Mais importante ainda é proporcionar níveis de vida digna a milhões de seres humanos atormentados pela instabilidade social e económica, resultante da destruição dos seus teres e haveres e do abandono das suas terras.
A guerra não é um flagelo que sempre dure. Os seus efeitos sim, esses permanecem largos anos no coração humano, na vivência dos povos, na fisionomia dos territórios esfacelados por tantos canhões e mísseis que a ambição desmedida dos prepotentes e tiranos ordenou.
As imagens que nos chegam dos campos de batalha, recordam-nos o célebre sermão do Pe António Vieira, escrito em 1668, nos anos da Rainha D. Maria Francisca de Sabóia. O texto é uma peça literária clássica, como o próprio tema em si:
“É a guerra aquele monstro que se sustenta das fazendas, do sangue, das vidas, e, quanto mais come e consome, tanto menos se farta. É a guerra aquela tempestade terrestre que leva os campos, as casas, as vilas, os castelos, as cidades, e talvez em um momento sorve os reinos e monarquias inteiras. É a guerra aquela calamidade composta de todas as calamidades em que não há mal nenhum que ou se não padeça, ou se não tema, nem bem que seja próprio e seguro: - o pai não tem seguro o filho; o rico não tem segura a fazenda; o pobre não tem seguro o seu suor; o nobre não tem segura a honra; o eclesiástico não tem segura a imunidade; o religioso não tem segura a sua cela; e até Deus, nos templos e nos sacrários, não está seguro.”
Que definição literária poder-se-ía encontrar para descrever as tristes e horríveis imagens que dia-a-dia nos narram o desenrolar do conflito?!...

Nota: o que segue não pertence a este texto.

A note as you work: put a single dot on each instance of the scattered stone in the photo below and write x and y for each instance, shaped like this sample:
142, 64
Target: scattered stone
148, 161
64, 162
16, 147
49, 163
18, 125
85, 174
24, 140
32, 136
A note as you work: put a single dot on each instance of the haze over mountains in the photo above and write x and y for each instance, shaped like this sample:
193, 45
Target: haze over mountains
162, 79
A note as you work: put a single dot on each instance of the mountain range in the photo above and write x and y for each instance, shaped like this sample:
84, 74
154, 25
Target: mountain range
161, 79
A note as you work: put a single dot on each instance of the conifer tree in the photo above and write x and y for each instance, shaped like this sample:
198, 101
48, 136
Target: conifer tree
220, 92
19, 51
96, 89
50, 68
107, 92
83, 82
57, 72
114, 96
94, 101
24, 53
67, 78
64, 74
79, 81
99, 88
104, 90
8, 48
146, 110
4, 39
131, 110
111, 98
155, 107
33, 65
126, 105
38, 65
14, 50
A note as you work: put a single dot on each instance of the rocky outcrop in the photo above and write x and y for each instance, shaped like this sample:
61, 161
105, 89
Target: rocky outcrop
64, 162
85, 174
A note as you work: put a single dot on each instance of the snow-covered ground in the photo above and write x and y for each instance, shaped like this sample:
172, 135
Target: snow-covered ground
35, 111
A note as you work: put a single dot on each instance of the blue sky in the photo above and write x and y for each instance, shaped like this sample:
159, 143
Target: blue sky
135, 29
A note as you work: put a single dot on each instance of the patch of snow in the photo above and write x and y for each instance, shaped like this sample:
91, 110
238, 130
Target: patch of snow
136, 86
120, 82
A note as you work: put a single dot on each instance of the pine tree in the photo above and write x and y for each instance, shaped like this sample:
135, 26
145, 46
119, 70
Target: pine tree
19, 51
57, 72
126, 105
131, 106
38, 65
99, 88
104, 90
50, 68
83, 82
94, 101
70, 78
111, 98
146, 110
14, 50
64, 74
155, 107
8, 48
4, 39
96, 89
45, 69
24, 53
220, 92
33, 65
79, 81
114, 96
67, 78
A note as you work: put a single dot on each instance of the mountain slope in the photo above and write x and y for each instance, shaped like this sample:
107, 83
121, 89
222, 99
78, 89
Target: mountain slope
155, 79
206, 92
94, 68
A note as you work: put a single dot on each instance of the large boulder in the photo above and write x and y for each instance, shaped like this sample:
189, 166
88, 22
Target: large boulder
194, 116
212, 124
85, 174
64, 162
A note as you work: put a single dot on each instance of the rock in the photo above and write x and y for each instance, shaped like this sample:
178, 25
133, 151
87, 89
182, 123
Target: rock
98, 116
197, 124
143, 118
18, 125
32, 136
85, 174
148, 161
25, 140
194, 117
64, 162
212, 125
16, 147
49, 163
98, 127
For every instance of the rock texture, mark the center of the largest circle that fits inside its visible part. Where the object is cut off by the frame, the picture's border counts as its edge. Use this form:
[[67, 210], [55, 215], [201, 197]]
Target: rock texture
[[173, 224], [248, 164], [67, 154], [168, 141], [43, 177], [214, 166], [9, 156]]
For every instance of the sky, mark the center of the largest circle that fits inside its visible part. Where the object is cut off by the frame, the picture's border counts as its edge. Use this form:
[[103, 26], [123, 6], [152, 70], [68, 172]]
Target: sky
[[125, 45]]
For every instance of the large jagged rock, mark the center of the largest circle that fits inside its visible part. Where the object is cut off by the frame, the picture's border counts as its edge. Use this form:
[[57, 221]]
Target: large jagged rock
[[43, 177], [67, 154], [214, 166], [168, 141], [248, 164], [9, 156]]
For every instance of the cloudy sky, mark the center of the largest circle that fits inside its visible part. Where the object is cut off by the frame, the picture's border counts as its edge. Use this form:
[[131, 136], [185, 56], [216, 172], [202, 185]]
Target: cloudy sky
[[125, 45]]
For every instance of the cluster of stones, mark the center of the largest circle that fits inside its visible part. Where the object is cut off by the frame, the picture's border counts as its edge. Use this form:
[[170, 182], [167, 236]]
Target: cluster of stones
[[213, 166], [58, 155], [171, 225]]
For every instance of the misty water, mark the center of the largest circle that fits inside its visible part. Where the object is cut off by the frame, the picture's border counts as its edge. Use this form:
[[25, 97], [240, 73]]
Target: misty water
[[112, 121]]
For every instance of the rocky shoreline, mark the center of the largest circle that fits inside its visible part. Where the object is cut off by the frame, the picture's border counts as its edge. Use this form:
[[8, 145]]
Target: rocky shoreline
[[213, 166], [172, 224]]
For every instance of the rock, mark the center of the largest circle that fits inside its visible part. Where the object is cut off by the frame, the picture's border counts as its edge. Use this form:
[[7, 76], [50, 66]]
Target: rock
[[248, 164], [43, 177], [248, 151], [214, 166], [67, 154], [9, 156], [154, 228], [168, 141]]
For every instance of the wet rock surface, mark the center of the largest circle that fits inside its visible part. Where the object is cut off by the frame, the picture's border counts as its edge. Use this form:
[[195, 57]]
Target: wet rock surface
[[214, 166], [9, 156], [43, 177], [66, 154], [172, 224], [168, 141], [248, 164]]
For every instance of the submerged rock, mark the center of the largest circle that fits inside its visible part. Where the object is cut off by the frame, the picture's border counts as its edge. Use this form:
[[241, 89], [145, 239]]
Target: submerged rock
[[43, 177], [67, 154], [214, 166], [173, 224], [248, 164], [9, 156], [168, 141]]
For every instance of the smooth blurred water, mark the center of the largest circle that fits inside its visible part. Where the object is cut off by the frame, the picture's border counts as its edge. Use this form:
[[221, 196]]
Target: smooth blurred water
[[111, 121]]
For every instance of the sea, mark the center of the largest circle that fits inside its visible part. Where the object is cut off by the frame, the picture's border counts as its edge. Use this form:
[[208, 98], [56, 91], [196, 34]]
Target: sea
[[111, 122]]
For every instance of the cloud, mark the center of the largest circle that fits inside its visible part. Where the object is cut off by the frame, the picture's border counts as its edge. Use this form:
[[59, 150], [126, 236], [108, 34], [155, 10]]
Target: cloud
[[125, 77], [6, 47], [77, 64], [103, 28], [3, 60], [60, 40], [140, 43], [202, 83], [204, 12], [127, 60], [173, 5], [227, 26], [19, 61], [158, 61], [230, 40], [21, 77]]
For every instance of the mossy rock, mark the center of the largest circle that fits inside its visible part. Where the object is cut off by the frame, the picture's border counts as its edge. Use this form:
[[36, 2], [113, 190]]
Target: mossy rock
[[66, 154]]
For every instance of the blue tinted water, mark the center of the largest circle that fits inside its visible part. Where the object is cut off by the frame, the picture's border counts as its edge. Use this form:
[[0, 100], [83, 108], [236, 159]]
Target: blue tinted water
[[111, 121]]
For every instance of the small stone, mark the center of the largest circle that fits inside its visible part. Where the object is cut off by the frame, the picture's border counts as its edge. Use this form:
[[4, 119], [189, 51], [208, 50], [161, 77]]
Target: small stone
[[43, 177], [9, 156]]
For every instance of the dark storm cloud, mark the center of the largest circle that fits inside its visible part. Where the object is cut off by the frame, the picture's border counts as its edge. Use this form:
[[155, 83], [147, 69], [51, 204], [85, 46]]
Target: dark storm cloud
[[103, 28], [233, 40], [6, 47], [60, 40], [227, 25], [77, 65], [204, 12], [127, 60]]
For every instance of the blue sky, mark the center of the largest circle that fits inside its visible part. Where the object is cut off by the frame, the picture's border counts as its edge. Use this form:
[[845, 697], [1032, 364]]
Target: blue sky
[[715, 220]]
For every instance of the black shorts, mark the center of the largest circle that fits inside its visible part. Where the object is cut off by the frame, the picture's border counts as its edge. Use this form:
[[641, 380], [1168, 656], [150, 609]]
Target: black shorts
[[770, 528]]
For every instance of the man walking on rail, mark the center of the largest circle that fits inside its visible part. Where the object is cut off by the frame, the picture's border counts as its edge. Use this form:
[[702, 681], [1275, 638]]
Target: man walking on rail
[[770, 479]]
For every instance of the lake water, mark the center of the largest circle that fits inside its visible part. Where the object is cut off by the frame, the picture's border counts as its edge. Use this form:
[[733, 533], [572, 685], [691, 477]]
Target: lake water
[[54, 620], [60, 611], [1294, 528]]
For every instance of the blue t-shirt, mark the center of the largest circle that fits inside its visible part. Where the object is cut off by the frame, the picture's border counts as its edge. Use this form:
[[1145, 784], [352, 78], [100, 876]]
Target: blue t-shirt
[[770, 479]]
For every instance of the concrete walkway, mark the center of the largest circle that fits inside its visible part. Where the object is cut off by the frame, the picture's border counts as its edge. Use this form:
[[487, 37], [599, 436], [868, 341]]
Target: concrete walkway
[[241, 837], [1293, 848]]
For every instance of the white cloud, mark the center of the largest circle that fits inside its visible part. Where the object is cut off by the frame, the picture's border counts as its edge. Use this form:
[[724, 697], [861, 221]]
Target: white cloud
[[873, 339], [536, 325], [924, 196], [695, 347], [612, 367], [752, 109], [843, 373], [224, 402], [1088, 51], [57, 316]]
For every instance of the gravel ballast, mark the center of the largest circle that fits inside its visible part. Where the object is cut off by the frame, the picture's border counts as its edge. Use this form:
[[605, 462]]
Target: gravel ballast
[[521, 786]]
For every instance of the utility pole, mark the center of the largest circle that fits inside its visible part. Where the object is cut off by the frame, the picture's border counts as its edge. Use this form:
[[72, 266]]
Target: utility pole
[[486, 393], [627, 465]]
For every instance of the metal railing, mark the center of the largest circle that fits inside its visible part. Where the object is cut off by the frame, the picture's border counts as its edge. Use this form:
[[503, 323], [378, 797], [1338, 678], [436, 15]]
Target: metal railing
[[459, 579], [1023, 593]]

A tragédia humana engloba refugiados pretendendo afastar-se do teatro de guerra o mais possível. Muitos deles colocam Portugal e os Açores como destinos apetecíveis, porque mais distantes e pacíficos. Resta saber se os “comboios” da debandada ucraniana atingirão também estas pacatas ilhas, situadas num Atlântico Norte nevrálgico para a nova estratégia militar ocidental que terá de desenhar-se para responder ao expansionismo putiniano.
Num artigo publicado no “Público” esta quarta-feira, o Professor Nuno Severiano Teixeira apresenta a seguinte proposta para o pós-guerra: “o grande desafio da UE e dos EUA [que] será o de refazer a arquitectura de segurança na Europa e garantir a defesa contra a ameaça russa, sem entrar numa escalada militar com a Rússia. Não é tarefa fácil. Sobretudo porque a resposta ao revisionismo político e ao revanchismo militar de Putin exige mais do que as tradicionais sanções económicas e a velha retórica política. Exige uma nova estratégia, global e de longo prazo”.2
Neste cenário que papel a NATO reservará à posição geoestratégica dos Açores que, noutros conflitos, desempenharam importância relevante seja na defesa aérea, seja na defesa marítima? Não sabemos.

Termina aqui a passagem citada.